The liver is responsible for the majority of the alcohol metabolism process. This is because most of the alcohol that is absorbed by blood vessels eventually ends up in the liver. The liver is one of the biggest victims of alcohol abuse, because of its prominent involvement in alcohol processing.
Also, liver failure will lead to a slowed metabolic process, which will cause alcohol to remain in the body and cause further damage. If you have a weak liver, it is advisable to stay off alcohol.
The rate at which your liver processes alcohol will not be influenced by the amount you consume. Your liver will metabolise approximately one unit of alcohol per hour. If you consume more than this, your blood and tissue will take up the rest of the alcohol units yet to be metabolised and serve as their reservoir.
Your liver houses the main enzymes involved in alcohol metabolism. They are commonly called hepatic enzymes because of their presence and activity in the liver. They are cytochrome P-450 2E1 and alcohol dehydrogenase.
Alcohol dehydrogenase (ADH) is an enzyme that is also found in the stomach. This enzyme will completely metabolise the alcohol consumed in the stomach if your consumption is light.
ADH breaks down alcohol into acetaldehyde, which is further converted to a substance that can be easily absorbed and evaporated by your body, called acetate.
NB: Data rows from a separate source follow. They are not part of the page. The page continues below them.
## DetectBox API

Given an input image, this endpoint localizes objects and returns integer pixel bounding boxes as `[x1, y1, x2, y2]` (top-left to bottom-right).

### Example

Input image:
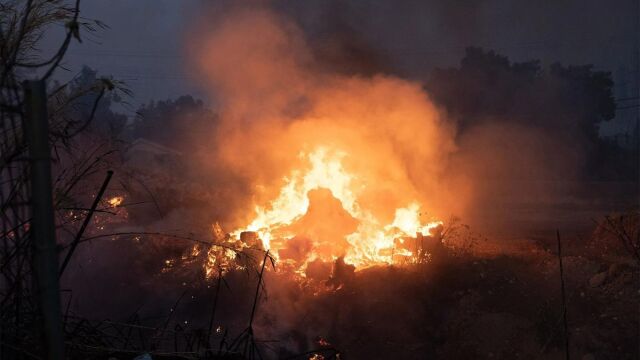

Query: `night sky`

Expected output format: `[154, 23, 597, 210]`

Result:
[43, 0, 640, 129]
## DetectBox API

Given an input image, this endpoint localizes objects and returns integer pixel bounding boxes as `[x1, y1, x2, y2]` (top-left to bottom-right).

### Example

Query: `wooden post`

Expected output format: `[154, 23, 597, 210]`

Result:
[24, 80, 64, 360]
[556, 230, 571, 360]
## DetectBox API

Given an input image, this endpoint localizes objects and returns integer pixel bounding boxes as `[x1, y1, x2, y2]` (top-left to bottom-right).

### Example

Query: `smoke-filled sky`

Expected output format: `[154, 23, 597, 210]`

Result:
[44, 0, 640, 129]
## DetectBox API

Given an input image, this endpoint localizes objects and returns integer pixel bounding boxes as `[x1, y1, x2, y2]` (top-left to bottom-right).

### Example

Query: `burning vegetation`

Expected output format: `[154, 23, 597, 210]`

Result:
[0, 1, 640, 360]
The acetate is produced through an extension enzyme called acetaldehyde dehydrogenase.
The activity of both enzymes (acetaldehyde dehydrogenase and alcohol dehydrogenase) will result in changes in a coenzyme called nicotinamide adenine dinucleotide (NAD), which is responsible for energy production. This will lead to a halt in glucose conversion until alcohol is processed.
Cytochrome P-450 also acts in a similar manner to ADH, but will be more concentrated in your liver if you abuse alcohol regularly and are a chronic drinker. More of this enzyme in your liver will result in the release of a number of radicals that may cause inflammation and damage other organs.
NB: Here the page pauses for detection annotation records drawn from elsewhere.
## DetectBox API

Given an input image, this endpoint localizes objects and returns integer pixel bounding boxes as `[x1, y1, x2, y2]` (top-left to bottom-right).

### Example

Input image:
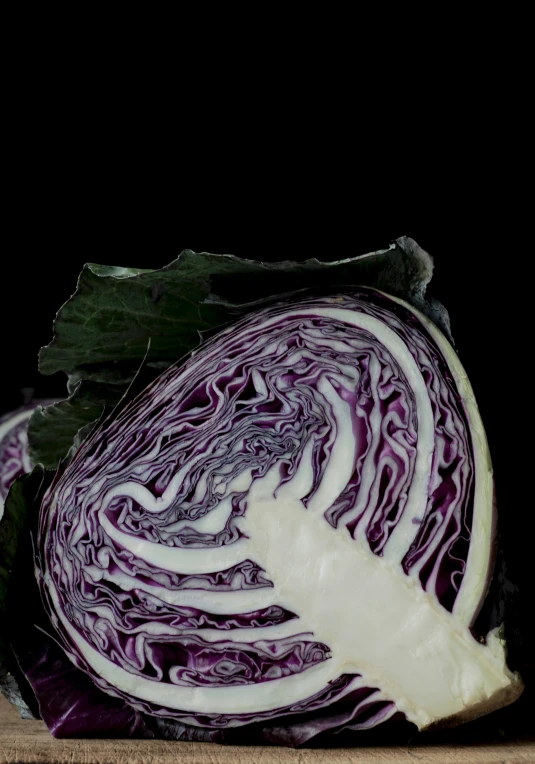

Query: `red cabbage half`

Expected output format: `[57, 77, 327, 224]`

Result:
[0, 405, 34, 518]
[34, 288, 521, 744]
Though a depressant, Ethanol (alcohol) is also a nutrient in its biological form. It has a high calorie value – about 7 kcal per gram. However, unlike fats and carbohydrates which can be stored and used when needed, ethanol remains in body liquids (including the blood and tissue) until it is eliminated.
When alcohol is present in the system, it is preferentially metabolised over other elements. This means that alcohol-based calories are processed by the body at the expense of other fat and carbohydrate-derived calories.
How long does alcohol stay in your system?
Normally, it will take your body roughly one hour to process a single unit of alcohol. This means if you consume 30 units, alcohol will be present in your body for a whopping 30 hours.
How much alcohol is one unit?
A unit is equivalent to 8g or 10ml of pure alcohol. You can identify alcohol levels as follows:
- Each 175ml standard glass of average-strength wine (12%) contains 2.1 units of alcohol, with 3 units contained in a large glass (250ml)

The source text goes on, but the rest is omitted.